Wednesday, April 1, 2009

Madonna's Adoption: Back Off, Big Mouths, She's Not "Stealing" A Baby!

Huffington Post

When Little Orphan Annie is adopted by Daddy Warbucks in the Broadway show "Annie," does anyone in the audience think, "This is an outrage"? Daddy Warbucks lives in a huge, fabulous mansion on Fifth Avenue, is friends with President Roosevelt and when he first brings Annie home for a tryout visit, he assigns his assistant to take charge of her — yet no one in the audience gasps. I don't recall theatergoers telling their children that poor little Annie should have stayed in the orphanage because Daddy Warbucks is too rich, too single, and possibly in too much of a midlife crisis to adopt her.

And remember, it's not ascertained until the end of the show that Annie is in fact a true orphan — her parents could still be alive.

Well if it's OK for richie rich Daddy Warbucks to become an "adoptive" dad, then why are media and other Big Mouths in a fury that megarich Madonna is about to "steal" another African child from an orphanage? So what that she's rich and is touring the Malawian orphanage in a $2,800 Chanel sweatsuit? At least she's there and she's spent a portion of her fortune making improvements to that orphanage. Are her critics raising money to improve the lives of the one million Malawian orphans or lining up to adopt them themselves? There's certainly plenty of children desperate for parents in the small African country — one in five of its children are, in fact, orphans.

If Madonna can give an opportunity to even one of these poverty-stricken children, why should her wardrobe matter? Has anyone priced out Angelina Jolie's outfits when she went to Vietnam, Ethiopia or Cambodia - the home countries of HER three adopted children? When Angelina dresses for red carpet events, she routinely wears Ralph Lauren, Versace and Max Azria. Should this disqualify her from adopting in the future? Should all wealthy people with designer-laden wardrobes be excluded from adopting? Should Oprah forget her dream of educating poor South African girls because she likes to carry an Hermes purse?

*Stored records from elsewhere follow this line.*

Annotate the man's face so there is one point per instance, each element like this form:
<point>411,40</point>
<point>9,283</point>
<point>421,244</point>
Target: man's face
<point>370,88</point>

The child that Madonna is adopting is reportedly named Mercy and she is 4 years old. I remember hearing that when Madonna adopted David Banda as an infant — he's now a healthy-looking 3-year-old — she had also wanted to adopt a little girl named Mercy. So she's had Mercy in her sight for two years, and never forgot about her. She's hardly returned to Malwai to "shop" for a child. If anything, she's refused to forget about an orphan that, like Annie, desperately needed a home to call her own.

According to press reports, Mercy's 18-year old mother died when she was just five days old, her dad is MIA and she has a 61 year-old grandmother Lucy Chekechiwa who has accused Madonna of stealing her granddaughter. Mind you: Mercy lives in the same orphanage where Madonna discovered David Banda. She does not live with her grandmother.

Now, I am sympathetic to the feelings of Mercy's grandmother who doesn't want to lose all ties with her granddaughter. But put this in an American perspective. There are hundreds of thousands of children in this country who are ineligible for adoption because a parent or grandparent who can't care for them has refused to release them for adoption. Instead, these children and teenagers are caught in the foster care system for years, and can be shuttled from foster home to foster home to group home, until they are 18.

The result: They never have the opportunity to have their own loving, stable home with an adoptive family of their own. Instead, when they are 18 they are thrown out like unwanted animals to fend for themselves in the streets. Rosie O'Donnell just filmed a movie called "America" for Lifetime about this harsh reality.

Now imagine being Mercy. She has a chance to escape a place where one in five children doesn't live past the age of five, the average life expectancy is 48, and the average household income is $160 a year. How powerless would you feel if a bunch of muckety mucks that you've never met are trying to ruin your chance for a better life?

Wouldn't you want to be special to someone? Have a mom? Have someone to kiss your boo boos? Have a big sister and two brothers? Have a cozy bed? Go to school? Be able to see a doctor when you're sick? Have enough to eat? Go to college? Be able to have a profession that you love when you grow up?

Would you really want to be denied these things because your potential mom was rich and wore a $2,800 Chanel sweatsuit? Madonna with her Kabbalah and fitness obsession may not be everyone's cup of tea but by all reports she is a loving mother. Lourdes and Rocco have been photographed playing happily with local kids in Central Park numerous times. They look like completely normal, happy children. Pictures of David Banda show that he's grown into a healthy, smiling three year-old. There's no evidence that the children of rock stars grow up any more or less dysfunctional than other children, at least as long as they aren't featured in a reality show, Ozzy Osbourne- style.

So have mercy on Madonna Bigbucks and Mercy. If you're not prepared to go to Africa and adopt a needy child, then don't diss someone who is, even if she is a material girl.